Mark Wilson

Personal information
- Nationality: British (Northern Irish)
- Born: 1984

Sport
- Sport: Lawn bowls
- Club: Cookstown BC (outdoors)

Achievements and titles
- Highest world ranking: 16 (October 2024)

Medal record
Representing Ireland
Atlantic Bowls Championships
| Bronze medal – third place | 2019 Cardiff | triples |
European Championships
| Bronze medal – third place | 2013 Spain | pairs |
| Silver medal – second place | 2017 Jersey | pairs |
| Silver medal – second place | 2017 Jersey | mixed fours |
| Gold medal – first place | 2017 Jersey | team |
| Gold medal – first place | 2022 Ayr | triples |
| Bronze medal – third place | 2022 Ayr | Fours |
| Gold medal – first place | 2024 Ayr | fours |
| Bronze medal – third place | 2024 Ayr | triples |

= Mark Wilson (bowls) =

Northern Irish lawn bowler (born 1984)

Mark Wilson (born 1984) is a Northern Irish lawn bowler. He reached a career high ranking of world number 16 in October 2024.

== Bowls career ==
Wilson is a six time National Champion, winning two singles, three pairs and one fours title at the Irish National Bowls Championships. In 2017, he won three medals at the European Bowls Championships, he had previously won a bronze in 2013 at the Championships.

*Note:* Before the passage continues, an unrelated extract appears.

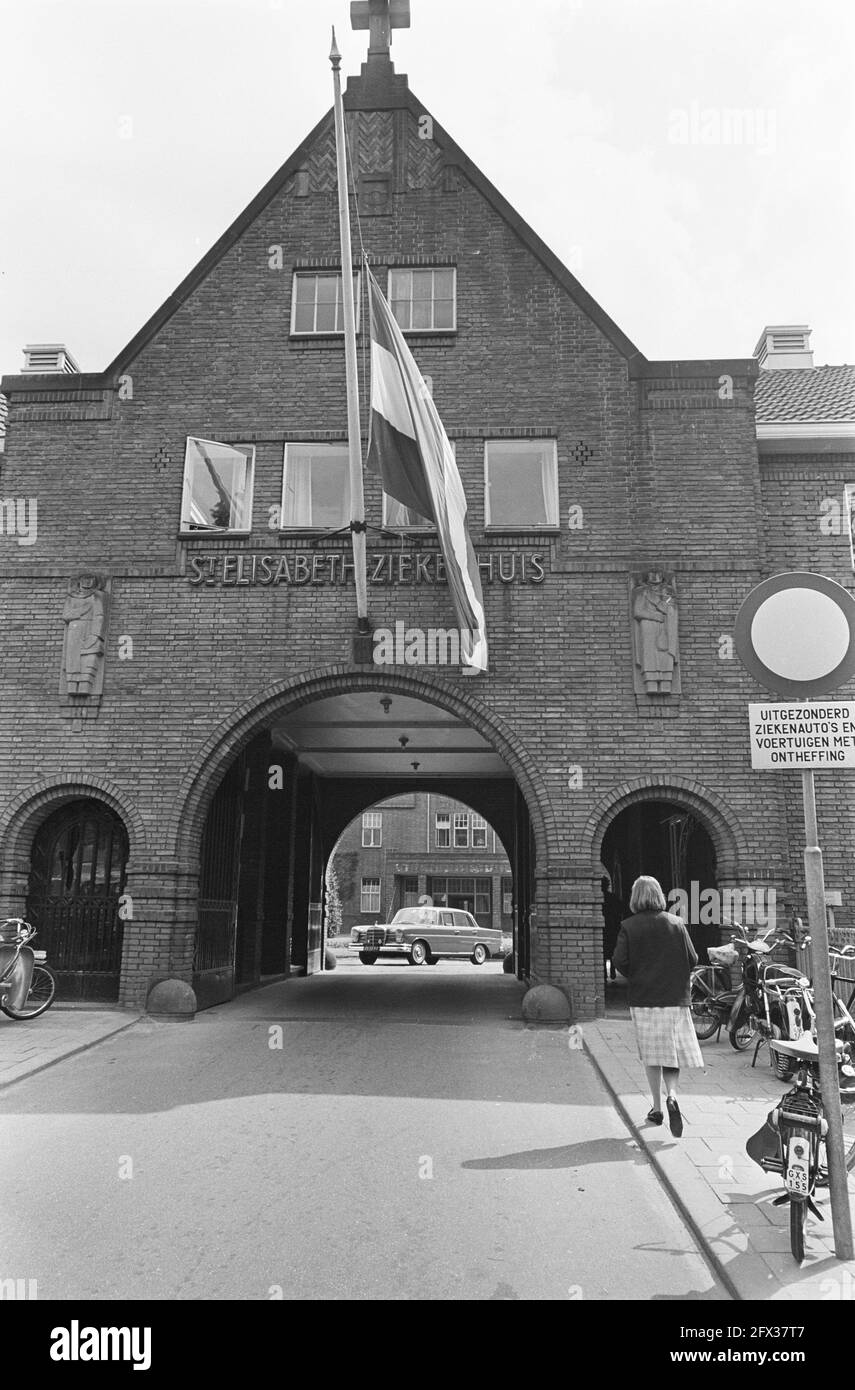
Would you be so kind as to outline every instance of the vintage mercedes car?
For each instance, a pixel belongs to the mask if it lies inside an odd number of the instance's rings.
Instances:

In 2019, he won the fours bronze medal at the Atlantic Bowls Championships and in 2020 he was selected for the 2020 World Outdoor Bowls Championship in Australia but the event was cancelled due to the COVID-19 pandemic.

In 2022, he won a triples gold at the European Bowls Championships. In 2023, he won the gold medal in the singles at the Hong Kong International Bowls Classic. Wilson won gold in the fours and bronze in the triples at the 2024 European Bowls Championships.